Ma Gesù sembra contestare questo atteggiamento forse perché sa molto bene che delle volte dietro la ricerca dei segni c’è una grande tentazione di deresponsabilizzazione.

Ciò sta a significare che proprio perché non siamo al cento per cento certi di qualcosa allora non ci impegniamo mai totalmente verso di essa. Cominciamo a fare ragionamenti di questo tipo:

  • “se fossi certo che questa donna è esattamente la donna della mia vita allora la sposerei, ma siccome non ne sono certo allora andiamo avanti adagio senza prenderci nessun impegno reciproco”;
  • “Se io avessi la prova che Dio esiste veramente allora avrei una vita di fede regolare ma siccome non ne ho le prove incontrovertibili allora Dio lo cerco quando mi sento”;
  • “Se avessi un segno che mi dicesse chiaramente cosa fare allora farei quella cosa, ma è sempre tutto ambiguo quindi non faccio nulla di decisivo”.

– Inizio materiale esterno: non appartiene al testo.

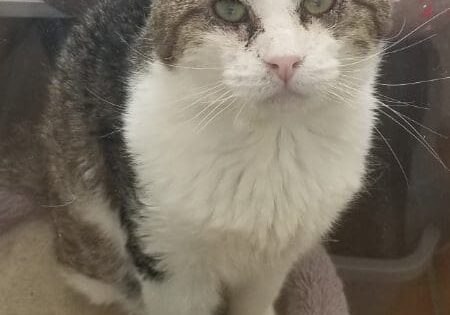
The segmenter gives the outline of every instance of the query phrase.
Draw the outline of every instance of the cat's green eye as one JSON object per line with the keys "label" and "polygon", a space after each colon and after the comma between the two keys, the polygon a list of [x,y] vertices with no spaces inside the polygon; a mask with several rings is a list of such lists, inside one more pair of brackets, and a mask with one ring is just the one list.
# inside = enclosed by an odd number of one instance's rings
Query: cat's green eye
{"label": "cat's green eye", "polygon": [[221,19],[230,23],[242,22],[247,17],[247,8],[236,0],[219,0],[214,10]]}
{"label": "cat's green eye", "polygon": [[312,15],[321,15],[331,10],[336,0],[304,0],[303,7]]}

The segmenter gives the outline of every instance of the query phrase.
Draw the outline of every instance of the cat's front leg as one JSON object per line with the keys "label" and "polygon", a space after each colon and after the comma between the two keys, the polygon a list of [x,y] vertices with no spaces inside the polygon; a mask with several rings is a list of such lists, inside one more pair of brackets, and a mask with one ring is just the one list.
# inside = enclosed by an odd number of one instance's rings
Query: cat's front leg
{"label": "cat's front leg", "polygon": [[288,268],[274,268],[231,288],[229,315],[275,315],[273,304],[287,273]]}
{"label": "cat's front leg", "polygon": [[214,315],[224,303],[221,287],[207,268],[186,264],[161,281],[143,285],[145,315]]}

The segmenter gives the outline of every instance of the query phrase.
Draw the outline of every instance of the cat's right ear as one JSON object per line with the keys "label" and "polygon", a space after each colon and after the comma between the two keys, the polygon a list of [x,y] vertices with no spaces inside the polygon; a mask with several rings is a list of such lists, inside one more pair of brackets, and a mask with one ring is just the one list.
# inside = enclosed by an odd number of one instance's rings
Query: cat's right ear
{"label": "cat's right ear", "polygon": [[87,8],[95,5],[99,0],[44,0],[58,10],[69,16],[77,17],[82,15]]}

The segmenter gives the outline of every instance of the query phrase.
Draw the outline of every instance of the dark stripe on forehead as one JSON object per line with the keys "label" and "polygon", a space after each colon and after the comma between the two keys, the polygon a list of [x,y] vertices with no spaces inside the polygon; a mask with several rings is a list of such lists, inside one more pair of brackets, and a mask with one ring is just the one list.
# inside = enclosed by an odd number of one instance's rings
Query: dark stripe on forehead
{"label": "dark stripe on forehead", "polygon": [[[201,17],[204,15],[204,8],[193,7],[187,9],[173,24],[171,24],[171,29],[169,34],[166,36],[166,41],[163,46],[158,48],[160,52],[160,57],[165,61],[174,61],[177,56],[179,56],[183,47],[179,47],[181,36],[180,33],[184,26],[190,25],[189,20],[195,19],[196,17]],[[195,29],[187,30],[188,32],[193,32]],[[183,45],[184,46],[184,45]]]}
{"label": "dark stripe on forehead", "polygon": [[352,0],[355,5],[362,6],[370,12],[376,27],[374,32],[377,34],[378,38],[386,34],[386,30],[389,27],[389,1],[390,0]]}

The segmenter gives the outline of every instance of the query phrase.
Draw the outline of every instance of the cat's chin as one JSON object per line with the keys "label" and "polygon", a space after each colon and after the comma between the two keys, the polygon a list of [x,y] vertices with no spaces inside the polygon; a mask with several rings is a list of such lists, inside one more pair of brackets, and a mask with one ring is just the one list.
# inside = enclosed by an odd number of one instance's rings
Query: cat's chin
{"label": "cat's chin", "polygon": [[301,106],[307,99],[306,93],[285,87],[266,97],[263,102],[271,106]]}

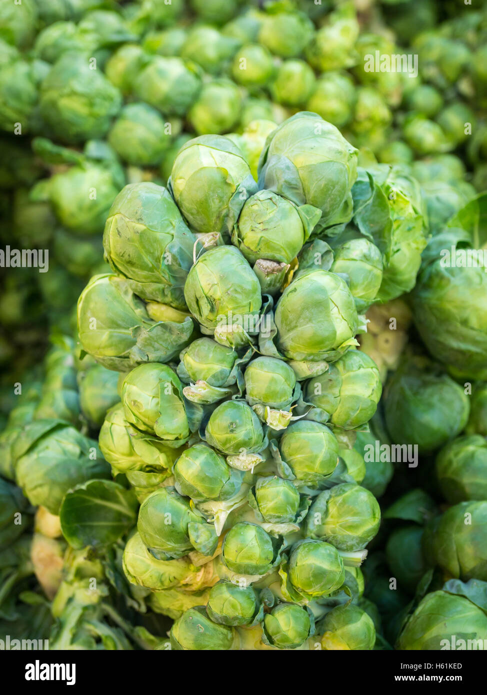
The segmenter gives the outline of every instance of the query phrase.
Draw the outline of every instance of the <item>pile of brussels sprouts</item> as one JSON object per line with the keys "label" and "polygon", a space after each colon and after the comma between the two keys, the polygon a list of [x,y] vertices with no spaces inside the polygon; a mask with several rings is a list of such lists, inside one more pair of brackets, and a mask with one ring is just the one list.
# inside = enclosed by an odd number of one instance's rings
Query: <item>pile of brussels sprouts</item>
{"label": "pile of brussels sprouts", "polygon": [[49,264],[0,280],[0,639],[487,639],[487,275],[445,263],[487,246],[486,37],[436,0],[2,6],[0,238]]}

Il Vangelo vuole dirci che non possiamo delegare le nostre scelte ai segni e che un segno che ci toglie dalla vertigine della libertà non è auspicabile perché mentre sembra darci certezza in realtà ci annulla come persone.

I miracoli non si sostituiscono alla nostra libertà, al massimo la aiutano, e neanche in tutti i casi, infatti quanti miracoli ha operato Gesù nella Sua vita? Eppure quando è arrivata l’ora della Croce non c’era nessuno di quei miracolati.